The closing chapters of Unlikely Angel highlight “Songs of Tragedy” and “Songs of Inspiration.” These subjects reveal the full range of Parton’s creative vision. She breaks hearts with an abandoned orphan’s story in “Me and Little Andy.” She seeks spiritual consolation with “The Seeker.” She experiences a “fusion of the sacred and the erotic” in cathartic live performances. Through these diverse modes, Parton’s work “embodies incongruous images that remind us of our own complex identities.” Her songs have the power to “capture and balance seemingly paradoxical emotional states.”

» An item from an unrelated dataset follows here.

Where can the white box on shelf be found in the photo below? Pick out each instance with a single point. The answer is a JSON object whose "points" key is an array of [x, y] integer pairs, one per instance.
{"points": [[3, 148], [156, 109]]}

Unlikely Angel makes an ideal companion to two recent books: Sarah Smarsh’s wonderful meditation on Parton as an emblem of “organic feminism,” She Come by It Natural, and Parton’s own release (co-written with journalist Robert K. Oermann), Songteller, in which Parton provides commentary and anecdotes alongside her song lyrics.
What Hamessley adds to the current Dolly Parton cultural boom is a page-turning deep dive into Parton’s artistry, borne out in her choices as a composer and performer. Unlikely Angel insists on her complexity and seriousness as a songwriter, celebrating an indelible body of work.
Emily Choate is the fiction editor of Peauxdunque Review and holds an M.F.A. from Sarah Lawrence College. Her fiction and nonfiction have appeared in Mississippi Review, Shenandoah, The Florida Review, Atticus Review, Tupelo Quarterly, Bayou Magazine Online, Late Night Library, and elsewhere. She lives near Nashville, where she’s working on a novel.